In cases where counseling is an option, loveless marriages can benefit from the wise and impartial perspective of a biblical counselor (see Proverbs 11:14; Proverbs 15:22). At times, a marriage may become stagnant due to neglect and ongoing inconsiderate behaviors that the couple may not realize. An external viewpoint can readily identify problematic areas and bring them to light. If both partners are willing to put in the effort, a loveless marriage can swiftly transform into a loving one. Even if one spouse is unwilling to engage in counseling, the cooperative spouse can still benefit from it.

Living alone. An objective viewpoint can sometimes help one spouse see things differently and therefore respond in better ways to the unloving spouse.

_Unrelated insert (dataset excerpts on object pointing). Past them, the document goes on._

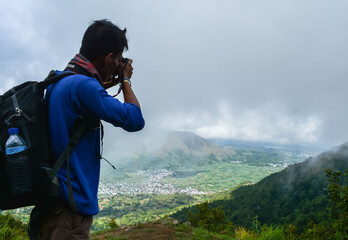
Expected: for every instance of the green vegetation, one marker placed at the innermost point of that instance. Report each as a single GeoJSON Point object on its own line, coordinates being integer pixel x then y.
{"type": "Point", "coordinates": [294, 196]}
{"type": "Point", "coordinates": [338, 202]}
{"type": "Point", "coordinates": [12, 228]}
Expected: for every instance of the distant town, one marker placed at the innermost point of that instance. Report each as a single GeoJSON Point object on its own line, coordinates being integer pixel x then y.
{"type": "Point", "coordinates": [152, 185]}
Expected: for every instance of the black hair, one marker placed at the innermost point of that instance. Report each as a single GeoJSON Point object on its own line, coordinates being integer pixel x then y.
{"type": "Point", "coordinates": [101, 38]}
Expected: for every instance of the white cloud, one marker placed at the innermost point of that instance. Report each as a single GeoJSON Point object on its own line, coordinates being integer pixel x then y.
{"type": "Point", "coordinates": [269, 123]}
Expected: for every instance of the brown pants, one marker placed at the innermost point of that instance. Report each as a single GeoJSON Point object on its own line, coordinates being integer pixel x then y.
{"type": "Point", "coordinates": [62, 223]}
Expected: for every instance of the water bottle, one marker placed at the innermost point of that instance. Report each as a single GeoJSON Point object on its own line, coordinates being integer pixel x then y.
{"type": "Point", "coordinates": [17, 163]}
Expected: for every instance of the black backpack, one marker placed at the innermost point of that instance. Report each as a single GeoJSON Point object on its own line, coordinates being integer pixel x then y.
{"type": "Point", "coordinates": [24, 107]}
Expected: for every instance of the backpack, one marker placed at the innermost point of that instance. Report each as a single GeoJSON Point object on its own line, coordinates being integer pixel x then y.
{"type": "Point", "coordinates": [25, 108]}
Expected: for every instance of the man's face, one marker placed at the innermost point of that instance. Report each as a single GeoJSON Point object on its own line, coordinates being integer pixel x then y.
{"type": "Point", "coordinates": [112, 63]}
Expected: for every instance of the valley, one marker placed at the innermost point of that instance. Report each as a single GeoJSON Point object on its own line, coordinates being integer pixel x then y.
{"type": "Point", "coordinates": [187, 170]}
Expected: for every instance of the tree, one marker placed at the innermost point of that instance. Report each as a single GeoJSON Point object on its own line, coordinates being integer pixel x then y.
{"type": "Point", "coordinates": [338, 192]}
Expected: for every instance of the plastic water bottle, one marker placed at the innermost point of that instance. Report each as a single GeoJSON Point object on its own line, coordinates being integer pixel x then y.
{"type": "Point", "coordinates": [17, 163]}
{"type": "Point", "coordinates": [14, 143]}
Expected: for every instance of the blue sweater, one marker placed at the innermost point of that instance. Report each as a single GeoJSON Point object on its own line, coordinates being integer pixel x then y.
{"type": "Point", "coordinates": [81, 95]}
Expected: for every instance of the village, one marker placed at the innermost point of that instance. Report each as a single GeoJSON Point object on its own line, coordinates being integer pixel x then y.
{"type": "Point", "coordinates": [153, 184]}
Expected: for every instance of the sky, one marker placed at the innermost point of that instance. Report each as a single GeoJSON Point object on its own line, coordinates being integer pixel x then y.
{"type": "Point", "coordinates": [251, 70]}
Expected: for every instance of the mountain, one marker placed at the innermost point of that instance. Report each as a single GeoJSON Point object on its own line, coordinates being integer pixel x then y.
{"type": "Point", "coordinates": [295, 195]}
{"type": "Point", "coordinates": [192, 144]}
{"type": "Point", "coordinates": [179, 150]}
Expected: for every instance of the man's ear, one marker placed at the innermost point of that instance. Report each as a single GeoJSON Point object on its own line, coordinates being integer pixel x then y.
{"type": "Point", "coordinates": [109, 59]}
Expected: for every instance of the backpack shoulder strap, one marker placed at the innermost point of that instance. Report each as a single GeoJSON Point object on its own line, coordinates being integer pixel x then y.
{"type": "Point", "coordinates": [83, 125]}
{"type": "Point", "coordinates": [53, 77]}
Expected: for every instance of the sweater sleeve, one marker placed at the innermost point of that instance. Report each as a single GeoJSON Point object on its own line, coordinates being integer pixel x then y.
{"type": "Point", "coordinates": [93, 101]}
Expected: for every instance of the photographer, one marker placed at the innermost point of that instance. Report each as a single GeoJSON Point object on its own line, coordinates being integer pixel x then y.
{"type": "Point", "coordinates": [98, 66]}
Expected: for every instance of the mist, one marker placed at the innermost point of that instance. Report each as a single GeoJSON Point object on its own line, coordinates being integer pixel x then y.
{"type": "Point", "coordinates": [271, 71]}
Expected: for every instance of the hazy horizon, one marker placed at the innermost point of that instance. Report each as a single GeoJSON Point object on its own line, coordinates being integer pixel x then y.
{"type": "Point", "coordinates": [255, 71]}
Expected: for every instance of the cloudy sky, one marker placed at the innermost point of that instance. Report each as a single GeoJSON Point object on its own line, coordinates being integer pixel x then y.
{"type": "Point", "coordinates": [253, 70]}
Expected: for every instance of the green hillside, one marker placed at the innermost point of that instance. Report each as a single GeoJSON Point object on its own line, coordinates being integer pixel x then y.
{"type": "Point", "coordinates": [295, 195]}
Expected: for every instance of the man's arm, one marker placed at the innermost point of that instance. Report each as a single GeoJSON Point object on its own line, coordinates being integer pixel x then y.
{"type": "Point", "coordinates": [128, 94]}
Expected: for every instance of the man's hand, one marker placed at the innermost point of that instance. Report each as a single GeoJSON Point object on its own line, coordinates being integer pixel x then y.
{"type": "Point", "coordinates": [124, 69]}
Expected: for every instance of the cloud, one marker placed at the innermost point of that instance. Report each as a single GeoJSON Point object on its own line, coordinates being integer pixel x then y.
{"type": "Point", "coordinates": [262, 124]}
{"type": "Point", "coordinates": [250, 70]}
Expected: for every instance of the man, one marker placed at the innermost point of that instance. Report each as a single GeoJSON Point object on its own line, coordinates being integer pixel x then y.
{"type": "Point", "coordinates": [84, 94]}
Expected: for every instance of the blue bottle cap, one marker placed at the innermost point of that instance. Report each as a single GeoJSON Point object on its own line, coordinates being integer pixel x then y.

Like a rock thrown into a pond, changes introduced into dysfunctional cycles create new patterns of response. Here is an example of how one spouse can alter the course of a loveless marriage: if Sue no longer shouts at John when he is rude, he must respond to her gentle approach in a different manner than he has previously done. Instead of escalating the anger, he reduces his rude behavior to match her more mature attitude. Her calm smile and refusal to engage highlight his own selfishness, and he often reacts with less hostility. The cycle of conflict is disrupted, and a new cycle commences with reduced tension and increased kindness “A soft answer turns away wrath, but a harsh word stirs up anger.” , (Proverbs 15:1). Over time, this new, healthier cycle can evolve into affection, and the couple relearns to appreciate each other once again.

There are several actions a Christian can take to reinvest in a loveless marriage:

1. Establish healthy boundaries. Learn when to step back, disengage, or reject hurtful words or patterns. Refusing to participate in arguments that lead nowhere is one way boundaries can fortify a marriage.

2. Pray for each other. The most effective way to forgive and love someone who has hurt us is to lift them up before God “and be kind to one another, tenderhearted, forgiving one another, even as God for Christ’s sake has forgiven you.” , (Ephesians 4:32). God supports the marriage, so we are assured that we are praying in line with His will when we pray for the restoration of love and hope (1 John 5:14-15).

3. Mind your words. We often believe what we say. If we notice ourselves consistentlyBashing our spouse or complaining about the marriage can lead us to believe negative things. Wisdom advises us to control our speech and only say things that are “true, honorable, right, pure, lovely, and admirable” «Finally, brethren, whatsoever things are true, whatsoever things are honest, whatsoever things are just, whatsoever things are pure, whatsoever things are lovely, whatsoever things are of good report; if there be any virtue, and if there be any praise, think on these things. », (Philippians 4:8).

Pay attention to the little things in a relationship. When a couple first falls in love, they notice and appreciate every small detail. However, if we do not actively continue these habits, we may take each other for granted. Restoring love in a struggling marriage happens gradually, one small gesture at a time. Identify your spouse’s love language and strive to fulfill that need daily.

In a loveless marriage, a Christian should reject engaging in behaviors that contribute to the issue. Even if one spouse seems uninterested in rebuilding an emotional bond, a Christian should do what is morally right. Our calling is not to seek revenge or repay evil with evil, but to conquer evil with goodness «Be not overcome of evil, but overcome evil with good.», (Romans 12:21). We are chosen to stand apart from the world as bearers of light «Ye are the light of the world. A city that is set on an hill cannot be hid. », (Matthew 5:14), and as the salt of the earth « Ye are the salt of the earth: but if the salt have lost his savour, wherewith shall it be salted? it is thenceforth good for nothing, but to be cast out, and to be trodden under foot of men. », (Matthew 5:13).ible/king-james-version/matthew-5-13″>(Matthew 5:13), and a chosen priesthood (1 Peter 2:9-10). Our mission is not to please ourselves but to please our heavenly Father «Give none offense, neither to the Jews, nor to the Gentiles, nor to the church of God: », (1 Corinthians 10:32). He is pleased when we endure difficulties with patience and do whatever is within our power to revive a loveless marriage.